Fadell has been credited as the "father" of the iPod and also was part of the team involved in the development of the iPhone. According to a 2004 Wired profile, Fadell was an independent contractor and hardware expert who came up with the idea for the iPod and eventually approached Apple:
"Tony's idea was to take an MP3 player, build a Napster music sale service to complement it, and build a company around it," Knauss said. "Tony had the business idea."
Knauss said Fadell left Philips and set himself up as an independent contractor to shop the idea around. Knauss said Fadell approached several companies and was turned away by all of them, except for Apple.
As an interesting historical footnote, Fadell approached and briefly worked at RealNetworks before he joined Apple, suggesting that the iPod's history might have been dramatically different.
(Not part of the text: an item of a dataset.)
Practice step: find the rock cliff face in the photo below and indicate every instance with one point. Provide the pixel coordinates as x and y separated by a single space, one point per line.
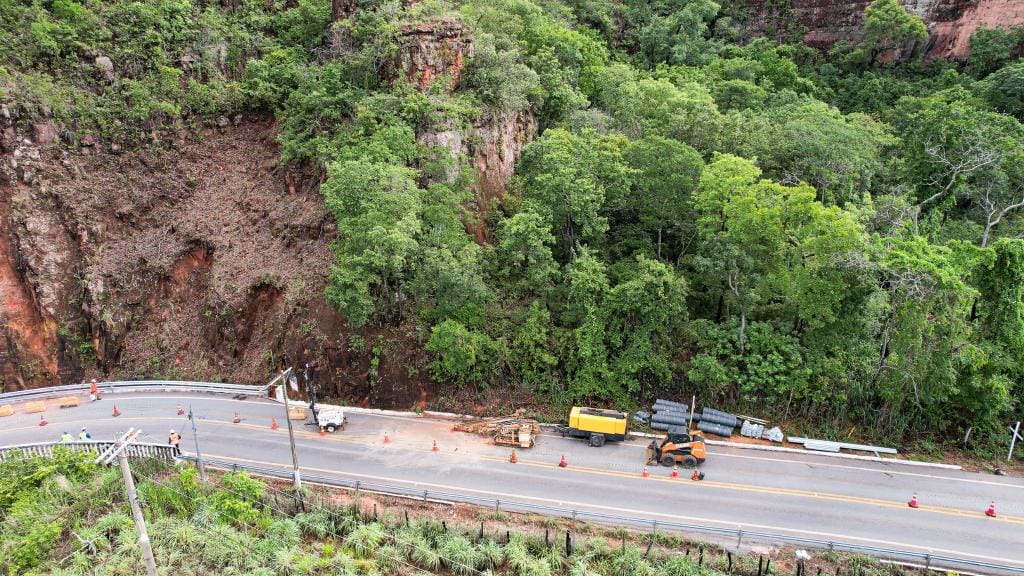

Apple released the iPod on October 23rd, 2001. The iPod is credited for much of Apple's financial success over the following years.
Update: Apple issued a press release confirming the departure:
Apple also announced that Tony Fadell, Apples senior vice president of the iPod Division, and his wife Danielle Lambert, vice president of Human Resources, are reducing their roles within the company as they devote more time to their young family. Fadell will remain at Apple as an advisor to the CEO. Lambert will depart the company at the end of this year after a successor is in place.
Mark Papermaster will be joining Apple as senior vice president of Devices Hardware Engineering to replace Fadell. Papermaster is the former IBM executive that Apple recruited which triggered a lawsuit from IBM.